If the Conservatives think that there's even a minimal chance that the attempt to postpone the boundary review can be defeated, any Conservative who goes AWOL will be in deep, deep, career-ending trouble.

If, on the other hand, the review looks doomed anyway, why make MPs in marginal seats troop through the lobbies to vote in a way that damages their election prospects?

The vote is on a Lords amendment to the Electoral Registration and Administration Bill, postponing the boundary changes needed to reduce the number of MPs to 600 and equalise constituency electorates. And most of the eight Welsh Tories have qualms about voting for a measure which will reduce Welsh representation in Westminster, and know that their vote would be used in evidence against them. So there is a reason to let them off the hook, if there's no prospect of winning the vote - hence if the Welsh Conservatives are there, it's going to be tight.

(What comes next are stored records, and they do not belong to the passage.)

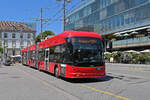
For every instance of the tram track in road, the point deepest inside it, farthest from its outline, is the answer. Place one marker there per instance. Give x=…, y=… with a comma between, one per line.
x=91, y=88
x=46, y=83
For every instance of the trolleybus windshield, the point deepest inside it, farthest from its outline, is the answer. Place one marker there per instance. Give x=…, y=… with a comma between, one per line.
x=86, y=51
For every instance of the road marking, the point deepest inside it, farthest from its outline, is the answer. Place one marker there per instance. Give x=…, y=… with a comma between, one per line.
x=138, y=69
x=105, y=92
x=46, y=83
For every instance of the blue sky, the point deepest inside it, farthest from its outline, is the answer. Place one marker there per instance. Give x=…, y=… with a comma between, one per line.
x=25, y=10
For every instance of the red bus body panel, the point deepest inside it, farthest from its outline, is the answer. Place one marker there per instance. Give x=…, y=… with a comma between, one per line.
x=70, y=71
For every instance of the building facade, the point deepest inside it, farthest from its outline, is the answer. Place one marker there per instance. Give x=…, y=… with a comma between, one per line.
x=124, y=24
x=15, y=36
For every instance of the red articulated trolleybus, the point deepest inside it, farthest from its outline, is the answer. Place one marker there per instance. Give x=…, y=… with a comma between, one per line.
x=71, y=54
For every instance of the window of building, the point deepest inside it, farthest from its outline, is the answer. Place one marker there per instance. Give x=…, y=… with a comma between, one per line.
x=13, y=35
x=5, y=35
x=29, y=35
x=21, y=35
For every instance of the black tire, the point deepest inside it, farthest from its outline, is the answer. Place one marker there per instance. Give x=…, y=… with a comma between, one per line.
x=56, y=72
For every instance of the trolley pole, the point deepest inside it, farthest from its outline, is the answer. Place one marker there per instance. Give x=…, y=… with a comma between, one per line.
x=41, y=19
x=64, y=13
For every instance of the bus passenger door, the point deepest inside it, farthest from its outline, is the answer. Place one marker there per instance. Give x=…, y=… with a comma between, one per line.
x=46, y=59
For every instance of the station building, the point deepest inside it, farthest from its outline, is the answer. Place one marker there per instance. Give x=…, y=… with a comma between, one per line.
x=124, y=24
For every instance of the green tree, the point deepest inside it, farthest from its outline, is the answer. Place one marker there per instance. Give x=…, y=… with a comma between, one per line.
x=43, y=35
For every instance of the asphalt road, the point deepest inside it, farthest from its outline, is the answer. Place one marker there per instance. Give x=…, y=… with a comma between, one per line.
x=123, y=82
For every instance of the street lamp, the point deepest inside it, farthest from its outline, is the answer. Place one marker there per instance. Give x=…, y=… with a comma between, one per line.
x=64, y=12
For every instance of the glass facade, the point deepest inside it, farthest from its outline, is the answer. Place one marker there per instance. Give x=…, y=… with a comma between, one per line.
x=109, y=16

And my soundings this morning suggest there is no prospect of the Conservatives corralling enough votes from minority parties to outvote the combined forces of Labour and the Lib Dems.

Interestingly, the Leader of the House, Andrew Lansley, has apparently told his troops that the boundaries measure might be resurrected in some way, later on; but that seems a stretch to me. Having reneged on their Coalition agreement commitment to vote through the boundary changes, the Lib Dems would look pretty silly if they u-turned on their u-turn.

Perhaps they may take a hit for failing to back the principle of equalising constituencies, but I doubt the issue will resonate much beyond Westminster. And they will certainly have to expect fallout from their rather cross coalition colleagues.

But they do have a direct strategic interest in keeping the next election as tight as possible (leaving aside the baleful effect of the boundary changes on a number of their MPs) because it maximises their chance of a hung parliament in 2015 and leverage over the next government.

There will be a flip side to the Tory angst their vote will generate: a thaw in relations with Labour. The joke doing the rounds in Portcullis House today is that this shouldn't be thought of as a vote on boundaries at all, but as a paving bill for an Ed-Vince partnership to take over from Nick 'n Dave.